Essas razões tornam os cenários de inflação mais benignos e, em um mundo governado pelas expectativas, aumenta a chance de que a inflação continue perdendo força – uma espécie de almoço grátis em que a aceleração do crescimento é acompanhada de menor inflação.
Retirei do armário um modelo que projeta simultaneamente a evolução da inflação e das expectativas que costumava usar no tempo em que a meta era levada mais a sério. Ao colocar as premissas consensuais do mercado, obtive inflação um pouco inferior a 4,5% para o ano que vem, mesmo ajustando para baixo a ociosidade registrada pelo indicador que alimenta o modelo – a média entre a taxa de desemprego e o nível de utilização da capacidade instalada na indústria.
Não custa reforçar que as incertezas em exercícios desse tipo são relevantes, mas o cenário relativamente otimista é corroborado pelo comportamento de indicadores de inflação que expurgam preços suscetíveis a oscilações de curto prazo. Um indicador que costumo olhar vinha mostrando inflação resistente em torno de 7%, nunca menos do que 6,8%, desde meados de 2013. Em junho, a variação caiu para 6,6%. Parece que a inércia está diminuindo, aumentando a chance de que um Banco Central com mais credibilidade cumpra a missão com menos esforço.

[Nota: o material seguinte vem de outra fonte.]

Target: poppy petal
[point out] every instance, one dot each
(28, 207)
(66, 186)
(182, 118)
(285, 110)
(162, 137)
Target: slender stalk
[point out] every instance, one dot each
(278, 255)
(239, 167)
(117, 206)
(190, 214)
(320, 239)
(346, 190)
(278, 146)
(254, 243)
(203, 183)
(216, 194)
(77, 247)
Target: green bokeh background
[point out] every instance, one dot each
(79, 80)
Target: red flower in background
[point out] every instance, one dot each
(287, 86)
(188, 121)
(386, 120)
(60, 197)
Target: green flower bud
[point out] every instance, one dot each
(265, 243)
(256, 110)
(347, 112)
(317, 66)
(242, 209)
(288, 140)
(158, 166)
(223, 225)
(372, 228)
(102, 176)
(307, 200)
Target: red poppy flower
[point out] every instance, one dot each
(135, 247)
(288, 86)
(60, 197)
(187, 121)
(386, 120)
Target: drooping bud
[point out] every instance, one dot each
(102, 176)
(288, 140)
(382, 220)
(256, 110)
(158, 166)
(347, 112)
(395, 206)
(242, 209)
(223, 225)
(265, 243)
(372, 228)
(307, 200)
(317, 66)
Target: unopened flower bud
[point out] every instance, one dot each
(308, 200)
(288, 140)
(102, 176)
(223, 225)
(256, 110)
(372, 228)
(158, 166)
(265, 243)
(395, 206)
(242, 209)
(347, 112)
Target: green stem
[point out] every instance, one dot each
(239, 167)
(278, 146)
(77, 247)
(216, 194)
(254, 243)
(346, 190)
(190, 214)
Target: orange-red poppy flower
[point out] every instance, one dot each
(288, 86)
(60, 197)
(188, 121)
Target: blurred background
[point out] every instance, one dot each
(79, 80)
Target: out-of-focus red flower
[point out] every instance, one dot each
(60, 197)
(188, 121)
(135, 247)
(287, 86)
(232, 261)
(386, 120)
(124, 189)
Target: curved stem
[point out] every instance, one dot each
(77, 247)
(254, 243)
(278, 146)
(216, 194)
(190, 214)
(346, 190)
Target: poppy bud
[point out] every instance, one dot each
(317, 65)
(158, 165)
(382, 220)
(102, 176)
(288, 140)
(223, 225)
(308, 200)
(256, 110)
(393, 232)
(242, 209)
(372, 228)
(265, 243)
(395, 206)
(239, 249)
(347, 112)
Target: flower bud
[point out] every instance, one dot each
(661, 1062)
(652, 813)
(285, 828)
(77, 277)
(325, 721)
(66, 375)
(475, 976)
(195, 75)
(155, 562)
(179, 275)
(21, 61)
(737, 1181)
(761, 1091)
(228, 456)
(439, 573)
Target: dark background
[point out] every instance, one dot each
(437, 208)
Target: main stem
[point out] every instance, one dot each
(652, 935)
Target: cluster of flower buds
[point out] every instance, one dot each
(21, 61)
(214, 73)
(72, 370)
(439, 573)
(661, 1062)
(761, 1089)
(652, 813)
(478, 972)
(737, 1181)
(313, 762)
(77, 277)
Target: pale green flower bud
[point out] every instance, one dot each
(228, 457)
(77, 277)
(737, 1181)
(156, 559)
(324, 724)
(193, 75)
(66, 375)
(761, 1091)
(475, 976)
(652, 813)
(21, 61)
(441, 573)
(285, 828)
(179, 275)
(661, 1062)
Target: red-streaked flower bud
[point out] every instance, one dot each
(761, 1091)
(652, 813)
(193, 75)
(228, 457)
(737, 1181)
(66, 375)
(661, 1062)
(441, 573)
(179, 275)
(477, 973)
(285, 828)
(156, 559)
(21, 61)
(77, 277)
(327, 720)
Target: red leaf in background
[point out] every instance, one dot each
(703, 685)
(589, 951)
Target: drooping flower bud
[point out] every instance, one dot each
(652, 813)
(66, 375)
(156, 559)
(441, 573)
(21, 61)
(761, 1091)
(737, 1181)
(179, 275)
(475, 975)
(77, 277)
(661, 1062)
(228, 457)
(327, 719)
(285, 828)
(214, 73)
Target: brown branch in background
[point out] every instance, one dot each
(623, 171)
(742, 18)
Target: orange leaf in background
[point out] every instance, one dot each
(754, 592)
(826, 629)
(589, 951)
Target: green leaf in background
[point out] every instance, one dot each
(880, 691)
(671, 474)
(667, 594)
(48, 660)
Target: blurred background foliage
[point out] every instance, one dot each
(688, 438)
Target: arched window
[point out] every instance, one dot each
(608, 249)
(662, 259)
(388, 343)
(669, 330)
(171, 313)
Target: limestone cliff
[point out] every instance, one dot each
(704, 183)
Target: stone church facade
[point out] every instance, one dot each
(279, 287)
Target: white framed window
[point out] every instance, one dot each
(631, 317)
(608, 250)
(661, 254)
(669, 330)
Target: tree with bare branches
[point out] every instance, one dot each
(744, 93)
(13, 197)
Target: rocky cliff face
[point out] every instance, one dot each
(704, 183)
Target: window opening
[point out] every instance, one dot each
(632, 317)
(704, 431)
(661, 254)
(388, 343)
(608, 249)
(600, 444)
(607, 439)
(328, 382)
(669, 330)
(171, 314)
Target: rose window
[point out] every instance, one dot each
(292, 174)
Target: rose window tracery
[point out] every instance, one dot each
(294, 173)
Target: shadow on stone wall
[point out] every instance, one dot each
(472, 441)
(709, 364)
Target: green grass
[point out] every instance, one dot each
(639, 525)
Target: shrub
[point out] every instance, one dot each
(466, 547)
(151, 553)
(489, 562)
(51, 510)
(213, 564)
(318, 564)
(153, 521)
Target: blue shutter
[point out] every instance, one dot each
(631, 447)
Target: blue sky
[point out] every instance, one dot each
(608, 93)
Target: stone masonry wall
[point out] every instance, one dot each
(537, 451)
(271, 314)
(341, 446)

Os cenários de consenso para a inflação pressupõem depreciação da taxa de câmbio. No entanto, na medida em que se cristaliza a tendência de estabilização da economia, cai a percepção de risco e aumenta a atratividade dos ativos brasileiros, fortalecendo o real. Reforça-se o cenário de inflação em queda, criando-se um ciclo favorável que pode fazer com que os agentes deixem de adicionar um “chorinho” em todas as projeções que dependam do cenário de inflação. Se isso ocorrer, a inflação cairá ainda mais.
Resumindo, aumento de credibilidade da política econômica, ociosidade elevada em um cenário de retomada da confiança e viés de fortalecimento do real podem quebrar a inércia e fazer a inflação cair mais do que se espera. O Congresso Nacional pode piorar tudo isso num piscar de olhos, mas aí são outros quinhentos.